She slams Sam's bullet down on the bar and thinks for a second, about how far they've come and how hard it's been for Chief, and changes her entire tone. "You go see Boomer in the brig yet?" His reply is a terse negative; he's not interested in any of this, sharing pain; he downs his gin. "You should go when she's asleep," she says, changing too fast for Galen to see what she's trying to give him. "I watched Sam until I just couldn't handle the fun anymore..." Chief grabs the whole bottle and stalks away; she smacks the shot glass down on the bar, and a new song starts on the piano.
Bill touches the cracks in his girl, until he can't handle the fun anymore. There's stuff inside her that he didn't know about; they're putting stuff in her he doesn't understand. The world is changing faster than he can keep up, like waking from a long sleep to learn it was all a joke, all along.

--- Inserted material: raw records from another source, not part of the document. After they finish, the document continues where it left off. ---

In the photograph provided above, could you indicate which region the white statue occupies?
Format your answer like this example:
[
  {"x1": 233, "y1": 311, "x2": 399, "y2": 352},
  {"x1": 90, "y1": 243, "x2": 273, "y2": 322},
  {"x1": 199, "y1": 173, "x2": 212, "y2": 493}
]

Ellen smiles painfully at her when Caprica opens the hatch of her quarters. "There you are!" Ellen says. "Look at you," she says, waving toward Caprica's belly, and then walks uninvited into their quarters. She's still wearing her party dress from when she escaped Cavil's lobotomizing ways; she looks lovely but it's a funeral sort of party. A wake for Galactica, falling apart all around them both. "You haven't changed much," she says, reminding her daughter that she'll always know more. "How did you get the guards to bring you here?" Caprica asks, as Ellen casually opens one of their lockers and takes a gander inside. Ellen laughs: "I thought maybe we could have a drink. Where's the booze?" (George: "Martha, will you show her where we keep the, uh, euphemism?") There is no booze; there is no euphemism. I wonder if Ellen even knows that yet, how Saul's stopped drinking at the same rate Bill's picking up the bottle. I wonder if it terrifies her.
Who's Afraid Of Virginia Woolf? is two different plays. If you haven't read it or seen it, you at least know it's about one thing: Liz and Dick are terrifying to a young couple with their incredibly terrible fighting and awkward love and hatred, too tired to kee`p from showing the scars, too angry to be good hosts and plaster on that smile. And if you've read it or seen it, you know there's another story going on there. I don't want to tell you what it is, because it's absolutely wonderful and you should watch it unspoiled, because there is some Shayamalania that goes down. So I won't mention it again except to note that human psychology is based on projection. Sometimes what we agree to believe is just as important as what we can see all around us. Sometimes I wonder if that's all love is: a dream we agree to dream together. It's fragile. A doubt, or a betrayal, of the dreams we make together can mean the difference between living and death. All it takes to kill a hope -- or a future, or a love -- between two people is to say: "I don't want to play anymore." Sometimes that's all it takes for the Gods to send their little lightning bolts shooting down.